Un chemin vers la justice
Victime d’inceste, Julie n’a commencé à parler qu’après la trentaine. Pousser les portes d’un tribunal est son espoir d’avenir, s’inspirant du courage de Gisèle Pelicot. «Saurai-je refuser le huis clos? Saurai-je, comme elle, aborder cette épreuve la tête haute?», s’interroge-t-elle, cherchant à posséder sa détermination.
Pour Anaïs, c’est «la fragilité» de la victime qui l’interpelle, évoquant son propre passé de violence. Les comptes rendus d’audience restent parfois insupportables pour elle. Optimiste au début du procès, elle a été choquée par certaines répliques de la défense, malgré l’évidence des preuves filmées.

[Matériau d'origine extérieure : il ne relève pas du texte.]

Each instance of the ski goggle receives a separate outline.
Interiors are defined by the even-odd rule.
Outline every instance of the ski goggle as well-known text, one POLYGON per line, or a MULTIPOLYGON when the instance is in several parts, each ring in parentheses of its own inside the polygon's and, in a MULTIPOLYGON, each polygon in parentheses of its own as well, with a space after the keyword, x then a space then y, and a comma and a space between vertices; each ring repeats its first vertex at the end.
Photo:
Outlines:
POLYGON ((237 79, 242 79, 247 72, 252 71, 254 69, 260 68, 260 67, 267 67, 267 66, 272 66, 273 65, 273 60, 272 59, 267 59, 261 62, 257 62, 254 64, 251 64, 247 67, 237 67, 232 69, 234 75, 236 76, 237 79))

Emilie partage cette incompréhension face à «l’adversité» que Gisèle Pelicot doit affronter quotidiennement. Rendre le procès public est pour elle un acte de solidarité extrême envers les victimes.
«Elle est un symbole, même si ce qu’elle endure est brutal», rétorque Emilie, qui porte aussi sa propre affaire en justice.
Un procès qui pourrait éveiller les consciences
Marie-Hélène, de son côté, suit de près cette affaire et se sent désabusée par la société qui découvre le viol comme un problème généralisé. Ayant elle-même souffert de multiples agressions, elle voit dans ce procès la confirmation que ces actes ne sont pas isolés.
«Je pensais avoir juste rencontré des mauvaises personnes. Ce procès démontre que le viol est une terrible pandémie sociale», affirme-t-elle, sans pitié pour les accusés.
Léa, victime d’inceste, souligne l’aspect dangereux de concevoir ces actes comme l’œuvre «d’individus isolés» plutôt que d’un problème de masculinité. «Le sujet, c’est l’éducation des hommes, leur sentiment de domination sociale», déclare-t-elle, espérant que les accusés seront sévèrement condamnés.
Les répercussions de ce procès semblent immenses, promettant de tendre un miroir devant des comportements enracinés dans la société, et ainsi amorcer un changement inévitable.